Tuesday, May 31, 2016

My Year With Proust - Day 157

"Wholly occupied with what her companions were saying, had she seen me - this young girl in the polo-cap pulled down very low over his forehead - at the moment in which the dark ray emanating from her eyes had fallen on me?  If she had seen me, what could I have represented to her?  From the depths of what universe did she discern me?
   "If we thought that the eyes of such a girl were merely two glittering sequins of mica, we should not be athirst to know her and to unite her life to ours.  But we sense that what shines in those reflecting discs is not solely to their material composition; that it is, unknown to us, the dark shadows of the ideas that that person cherishes about the people and places she knows - the turf of race-courses, the sand of cycling tracks over which, pedalling on past fields and woods, she would have drawn me after her, that little peri, more seductive to me than she of the Persian paradise - the shadows, too, of the home to which she will presently return, of the plans that she is forming or that others had formed for her; and above all that it is she, with her desires, her sympathies, her revulsions, her obscure and incessant will.  I knew that I should never possess this young cyclist if I did not possess also what was in her eyes.  And it was consequently her whole life that filled me with desire; a sorrowful desire because I felt that it was not to be fulfilled, but exhilarating because, what had hitherto been my life having ceased of a sudden to be my whole life, being no more now than a small part of the space stretching out before me which I was burning to cover and which was composed of the lives of these girls, offered me that prolongation, that possible multiplication of oneself which is happiness."
Marcel Proust, Within a Budding Grove, pp. 851-852

Proust continues his dialogue about the perception and reality of beauty.  In this specific case he become captivated by the young cyclist (who would eventually lead him into a larger circle of young women, including Albertine, that he would refer to as "the tribe", initially an "inaccessible, unknown world").

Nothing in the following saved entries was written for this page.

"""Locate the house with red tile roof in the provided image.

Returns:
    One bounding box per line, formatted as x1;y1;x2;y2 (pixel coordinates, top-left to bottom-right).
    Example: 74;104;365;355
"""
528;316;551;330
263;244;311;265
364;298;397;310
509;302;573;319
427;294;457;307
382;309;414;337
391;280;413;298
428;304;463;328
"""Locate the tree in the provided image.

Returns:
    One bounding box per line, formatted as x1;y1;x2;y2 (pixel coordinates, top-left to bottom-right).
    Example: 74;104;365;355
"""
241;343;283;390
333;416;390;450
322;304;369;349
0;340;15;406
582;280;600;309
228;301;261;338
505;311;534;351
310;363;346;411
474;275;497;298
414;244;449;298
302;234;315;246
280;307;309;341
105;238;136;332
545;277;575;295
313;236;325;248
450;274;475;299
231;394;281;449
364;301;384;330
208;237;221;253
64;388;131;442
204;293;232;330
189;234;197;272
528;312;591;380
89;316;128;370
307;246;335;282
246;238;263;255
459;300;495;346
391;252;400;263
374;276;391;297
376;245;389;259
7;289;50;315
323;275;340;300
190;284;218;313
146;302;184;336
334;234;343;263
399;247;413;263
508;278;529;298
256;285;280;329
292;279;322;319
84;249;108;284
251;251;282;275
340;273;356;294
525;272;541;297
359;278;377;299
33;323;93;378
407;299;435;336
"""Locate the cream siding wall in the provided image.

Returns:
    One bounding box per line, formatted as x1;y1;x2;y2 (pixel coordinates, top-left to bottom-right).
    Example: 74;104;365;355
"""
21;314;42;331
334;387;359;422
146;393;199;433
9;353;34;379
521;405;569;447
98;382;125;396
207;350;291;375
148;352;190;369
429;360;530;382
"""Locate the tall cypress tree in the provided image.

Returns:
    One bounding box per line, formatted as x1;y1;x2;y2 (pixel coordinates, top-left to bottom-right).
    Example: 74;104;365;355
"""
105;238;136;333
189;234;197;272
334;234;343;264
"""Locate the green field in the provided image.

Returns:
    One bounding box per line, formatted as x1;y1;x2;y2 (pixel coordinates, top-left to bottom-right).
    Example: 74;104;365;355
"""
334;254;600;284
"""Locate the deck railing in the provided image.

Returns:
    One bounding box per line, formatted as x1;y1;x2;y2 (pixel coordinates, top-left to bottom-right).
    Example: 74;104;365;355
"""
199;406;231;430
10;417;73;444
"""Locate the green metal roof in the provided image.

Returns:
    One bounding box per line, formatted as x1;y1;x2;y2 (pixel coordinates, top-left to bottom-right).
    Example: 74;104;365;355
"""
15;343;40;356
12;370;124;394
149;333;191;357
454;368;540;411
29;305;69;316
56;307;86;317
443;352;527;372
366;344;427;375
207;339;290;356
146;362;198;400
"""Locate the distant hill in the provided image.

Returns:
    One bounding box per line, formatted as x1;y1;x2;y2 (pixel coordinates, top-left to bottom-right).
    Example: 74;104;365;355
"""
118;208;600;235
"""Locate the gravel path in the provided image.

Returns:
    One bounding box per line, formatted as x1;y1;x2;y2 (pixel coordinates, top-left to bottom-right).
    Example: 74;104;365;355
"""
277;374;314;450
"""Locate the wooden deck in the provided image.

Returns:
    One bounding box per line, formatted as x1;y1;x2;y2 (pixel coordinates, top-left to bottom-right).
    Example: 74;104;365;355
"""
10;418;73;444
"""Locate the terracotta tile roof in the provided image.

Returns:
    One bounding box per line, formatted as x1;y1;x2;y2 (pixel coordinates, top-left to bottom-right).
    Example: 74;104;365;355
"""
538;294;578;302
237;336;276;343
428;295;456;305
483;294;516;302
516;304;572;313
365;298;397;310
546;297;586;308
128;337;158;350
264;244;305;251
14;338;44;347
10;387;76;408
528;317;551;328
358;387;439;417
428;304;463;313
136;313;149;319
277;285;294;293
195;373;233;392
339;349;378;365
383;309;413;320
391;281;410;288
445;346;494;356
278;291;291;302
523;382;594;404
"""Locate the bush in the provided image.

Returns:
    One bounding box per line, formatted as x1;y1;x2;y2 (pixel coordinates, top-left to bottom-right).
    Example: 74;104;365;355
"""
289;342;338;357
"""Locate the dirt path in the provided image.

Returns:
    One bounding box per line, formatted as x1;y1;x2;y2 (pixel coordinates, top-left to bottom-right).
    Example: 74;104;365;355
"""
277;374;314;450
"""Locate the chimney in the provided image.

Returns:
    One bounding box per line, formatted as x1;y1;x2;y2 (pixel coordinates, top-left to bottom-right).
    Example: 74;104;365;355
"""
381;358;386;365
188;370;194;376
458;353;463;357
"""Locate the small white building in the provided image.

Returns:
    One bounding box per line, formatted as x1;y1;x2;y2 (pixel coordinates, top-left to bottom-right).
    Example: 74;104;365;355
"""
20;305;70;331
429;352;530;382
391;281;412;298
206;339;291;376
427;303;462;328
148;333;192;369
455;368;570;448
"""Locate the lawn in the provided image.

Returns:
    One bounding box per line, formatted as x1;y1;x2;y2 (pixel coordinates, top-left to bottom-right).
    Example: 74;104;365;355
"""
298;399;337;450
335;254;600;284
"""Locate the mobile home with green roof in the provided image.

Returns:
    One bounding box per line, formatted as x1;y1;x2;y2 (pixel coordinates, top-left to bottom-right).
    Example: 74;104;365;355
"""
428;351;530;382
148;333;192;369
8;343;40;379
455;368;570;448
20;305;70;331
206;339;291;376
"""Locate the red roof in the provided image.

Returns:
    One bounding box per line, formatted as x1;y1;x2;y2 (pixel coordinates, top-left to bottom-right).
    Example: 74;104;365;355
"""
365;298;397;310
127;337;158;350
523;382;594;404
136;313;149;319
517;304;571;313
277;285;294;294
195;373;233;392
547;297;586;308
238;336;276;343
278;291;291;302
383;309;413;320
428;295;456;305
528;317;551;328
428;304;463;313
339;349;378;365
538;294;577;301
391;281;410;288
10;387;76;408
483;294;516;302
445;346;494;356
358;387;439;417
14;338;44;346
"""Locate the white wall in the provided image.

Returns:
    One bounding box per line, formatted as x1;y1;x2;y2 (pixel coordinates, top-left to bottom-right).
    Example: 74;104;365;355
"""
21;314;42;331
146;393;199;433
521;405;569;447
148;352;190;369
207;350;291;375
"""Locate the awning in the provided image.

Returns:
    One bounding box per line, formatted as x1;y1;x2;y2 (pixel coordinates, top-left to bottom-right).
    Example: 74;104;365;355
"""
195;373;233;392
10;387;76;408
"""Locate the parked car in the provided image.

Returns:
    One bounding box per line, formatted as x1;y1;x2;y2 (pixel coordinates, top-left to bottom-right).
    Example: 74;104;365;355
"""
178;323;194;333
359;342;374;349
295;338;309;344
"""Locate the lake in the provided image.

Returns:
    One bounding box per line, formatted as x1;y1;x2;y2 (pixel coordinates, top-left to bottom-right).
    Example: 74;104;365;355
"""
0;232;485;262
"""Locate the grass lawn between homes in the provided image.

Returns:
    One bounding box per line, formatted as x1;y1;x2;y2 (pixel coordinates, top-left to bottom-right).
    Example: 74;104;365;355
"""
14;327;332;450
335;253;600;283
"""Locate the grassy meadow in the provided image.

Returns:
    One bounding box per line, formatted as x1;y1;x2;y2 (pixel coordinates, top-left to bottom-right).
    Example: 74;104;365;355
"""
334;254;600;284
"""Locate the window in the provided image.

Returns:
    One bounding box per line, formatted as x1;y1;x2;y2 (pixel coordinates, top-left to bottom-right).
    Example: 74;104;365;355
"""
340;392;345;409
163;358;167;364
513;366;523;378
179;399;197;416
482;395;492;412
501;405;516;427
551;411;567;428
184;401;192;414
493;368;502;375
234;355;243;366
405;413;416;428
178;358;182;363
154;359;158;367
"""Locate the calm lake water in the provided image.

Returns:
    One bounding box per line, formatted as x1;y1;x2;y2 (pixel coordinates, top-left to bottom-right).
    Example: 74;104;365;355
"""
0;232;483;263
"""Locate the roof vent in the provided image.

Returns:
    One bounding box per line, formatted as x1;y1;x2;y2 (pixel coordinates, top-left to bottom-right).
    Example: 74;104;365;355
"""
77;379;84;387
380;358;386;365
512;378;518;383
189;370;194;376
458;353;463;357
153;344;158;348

We'll learn more about "the tribe" later.  I think it is fascinating that he concludes, "I knew that I should never possess this young cyclist if I did not possess also what was in her eyes."  In classic Proustian fashion he immediately delves deeply.  There has never been a point so far in the work where he leaves his description of a woman, even one he loved, on the purely physical or carnal level.  One wonders if this is just because of his own personal decorum or the literary standards of his age or maybe his own homosexuality.  Is he able to speak so philosophically and eloquently about these women because he is not actually physically drawn to them?  Or maybe he exists more as a thinking and feeling entity than as a physical entity.  He proposes, "And it was consequently her whole life that filled me with desire; a sorrowful desire because I felt that it was not to be fulfilled."  Was it a sorrowful desire not because he might not know the girl, but rather that he was incapable of knowing her - and yet in not knowing her on a physical or surface level he was able to know her, or at least what she represented, on a much deeper level?

Finally, he does throw in one interesting qualifier about the cyclist:

   "I had looked so closely at the dark cyclist with the bright eyes that she seemed to notice my attention, and said to the tallest of the girls something that I could not near but that made her laugh.  Truth to tell, this dark-haired one was not the one who attracted me most, simply because she was dark and because (since the day on which, from the little path by Tansonville, I had seen Gilberte) a girl with reddish hair and a golden skin had remained for me the inaccessible ideal." 

Clearly, following my well-documented love of dark European actresses with terrible secrets, I would have fallen for the initial cyclist.  I wonder if we are imprinted by our seeming default setting for beauty by the mere happenstance of the first woman who beguiles us with love or lust?  Although even this is impact by a number of factors.  Proust is forever drawn toward women "with reddish hair and a golden skin," but also asks himself, "But had I not loved Gilberte herself principally because she had appeared to me haloed with that aureole of being the friend of Bergotte, of going to look at cathedrals with him?" So, Proust had loved Gilberte because of her association with a writer he loved, but then became the paradigm for physical beauty.  I guess as part of this self-reflection I should try and figure out why I am drawn to DEAWTS, which is clearly still prevalent as I spent all Memorial Day happily engaged in a protracted Juliette Binoche film marathon.